What Is a Lie and Is It Constitutionally Protected?

I think that the three judge panel’s decision to recommend dismissal of ethics charges against Justice Michael Gableman is the right outcome. I doubt that we really want tribunals passing upon the truth and falsity of campaign speech – even for judges.

There were differing approaches taken by the panel judges. Judges Snyder and Deininger found that the Gableman campaign’s ad criticizing Louis Butler for “finding a loophole” for a convicted rapist who went on to offend again was literally true, nohwithstanding that “the loophole” did not result in Butler’s client’s release and he offended again only after serving his sentence.  It was, they believed, a misleading ad but true because each sentence in the ad, taken in isolation, was literally true. Although the Judicial Code also addresses true, but misleading statements, its admonition against such statements is only aspirational and cannot form the basis for discipline.

Judge Fine, on the other hand, wants to take the statement as a whole and that has substantial intuitive appeal.  We don’t, in common discourse,  isolate a message’s individual words, phrases and sentences to discern its meaning.

He goes on, however, to find that the Code’s prohibition on knowingly false statements to be unconstitutional. But that finding  seems itself to be a function of his willingness to apply the language of that Code in a more expansive way. 

Judge Fine concedes that demonstrably false statements are not constitutionally protected. But suggests, however, that the truth and falsity of political speech as nonjusticiable, i.e., not for judges to decide. (Indeed, he also seems to believe that the legislature could not pass upon the question either, saying that the election is the only forum in which truth and falsity can be assessed.)

I suppose that, in some metaphysical sense, there may be a distinction between constitutional protection of speech and the constitutional proscription of the examination of such speech by any arm of government, but, if there is, it is passingly small.  Constitutional protection of speech is some measure of freedom from state interference.

Indeed, Judge Fine seems to be saying that the problem is with the rule and not necessarily the idea of sanctioning the speech at issue here. Thus, he emphasizes that he is holding the rule prohibiting knowingly false statments to be facially unconstitutional.

He clearly regards the prohibiton of “false” statements to be vague, i.e., he wants more guidance for courts than a simple admonition against knowing falsity before permitting sanctions on political speech.

But what would that be? There is certainly no blanket First Amendment protection against the judicial assessment of the truth and falsity of political speech. In the defamation context, the Supreme Court has permitted the imposition of liability for false speech that is defamatory if it is made with knowledge, or in reckless disregard, of its truth and falsity. There are those who argue – and with good reason – that the assessment of the veracity of political speech should not go past the defamation context, but that’s not what Judge Fine says – at least not in so many words.

It may be that Judge Fine wants a more objective standard of truth and falsity than one in which a tribunal may interpret a statement to identify the false implication of a collection of literally true statements. If that’s so, then  doesn’t his his view elide into that of the majority? They read the rule strictly to require finding an explicit and literally false statement. Perhaps he would uphold a rule that required a finding that a discrete claim is literally false.

This Post Has 6 Comments

  1. Sean Samis

    I am still reading this decision, but a question occurs to me: is it a viable defense to fraud to parse up the allegedly fraudulent statements, claiming that individually the parts are true, and that implication or interpretation of the whole is not significant?

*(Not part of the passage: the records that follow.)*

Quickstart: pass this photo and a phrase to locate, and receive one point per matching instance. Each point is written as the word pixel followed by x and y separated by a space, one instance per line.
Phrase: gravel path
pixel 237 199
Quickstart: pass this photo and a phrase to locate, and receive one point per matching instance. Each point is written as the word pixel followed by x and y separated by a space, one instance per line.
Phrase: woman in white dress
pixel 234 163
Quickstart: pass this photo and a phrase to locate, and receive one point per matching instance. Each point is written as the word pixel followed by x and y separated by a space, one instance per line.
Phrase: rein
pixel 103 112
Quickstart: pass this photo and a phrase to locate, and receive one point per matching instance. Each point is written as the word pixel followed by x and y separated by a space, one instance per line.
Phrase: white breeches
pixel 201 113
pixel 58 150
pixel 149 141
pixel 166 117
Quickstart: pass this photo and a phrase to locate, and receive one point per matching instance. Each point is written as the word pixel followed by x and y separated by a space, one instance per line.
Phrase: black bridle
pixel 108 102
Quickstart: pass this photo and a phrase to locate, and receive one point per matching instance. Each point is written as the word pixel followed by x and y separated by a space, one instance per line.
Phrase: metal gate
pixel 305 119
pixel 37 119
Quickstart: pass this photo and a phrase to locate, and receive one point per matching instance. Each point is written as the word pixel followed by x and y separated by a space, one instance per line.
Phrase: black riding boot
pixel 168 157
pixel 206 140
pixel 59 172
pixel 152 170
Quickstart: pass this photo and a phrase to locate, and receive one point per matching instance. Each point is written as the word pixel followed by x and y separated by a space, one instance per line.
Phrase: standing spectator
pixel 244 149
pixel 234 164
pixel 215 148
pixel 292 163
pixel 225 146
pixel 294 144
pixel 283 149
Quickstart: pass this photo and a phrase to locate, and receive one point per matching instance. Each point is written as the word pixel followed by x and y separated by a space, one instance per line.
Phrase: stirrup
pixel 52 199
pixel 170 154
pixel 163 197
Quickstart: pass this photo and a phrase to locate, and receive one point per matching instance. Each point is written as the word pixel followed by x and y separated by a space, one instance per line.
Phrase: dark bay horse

    Been awhile, I’ll have to look this up tonight . . . .

  2. Richard M. Esenberg

    Sean

    It’s been awhile for me as well and I think one has to keep in mind what variety of “fraud” is at issue, but I think the answer is, in a general sense, “no.” Another analogy is the law of perjury which has some rather strict requirements for falsity.

  3. Mike McChrystal

    In response to your question, Sean, the Restatement (Second) of Torts sec. 529 provides that a “representation stating the truth as far as it goes but which the maker knows or believes to be materially misleading because of the failure to state additional or qualifying matter is a fraudulent misrepresentation.”

  4. Sean Samis

    The analogy to perjury is rather weak, there is no oath-taking involved. The better analogy is to tortious fraud or misleading advertising. It is not clear that the framers intended the first amendment to protect fraud.

  5. Mike McChrystal

    As the Court said in New York Times Co. v. Sullivan, 376 U.S. 254 (1964), “erroneous statement is inevitable in free debate, and . . . must be protected if the freedoms of expression are to have the ‘breathing space’ that they ‘need . . . to survive.’” For this reason, the Court expansively protected false and defamatory assertions, but it drew the line at a false statement uttered “with knowledge that it was false or with reckless disregard of whether it was false or not.”

  6. Sean Samis

    The record shows Gableman delayed the ad in question “while he sought to verify the accuracy of its contents” (in the Undisputed Facts) so these misrepresentations appear to have been done “with knowledge” of their falsity.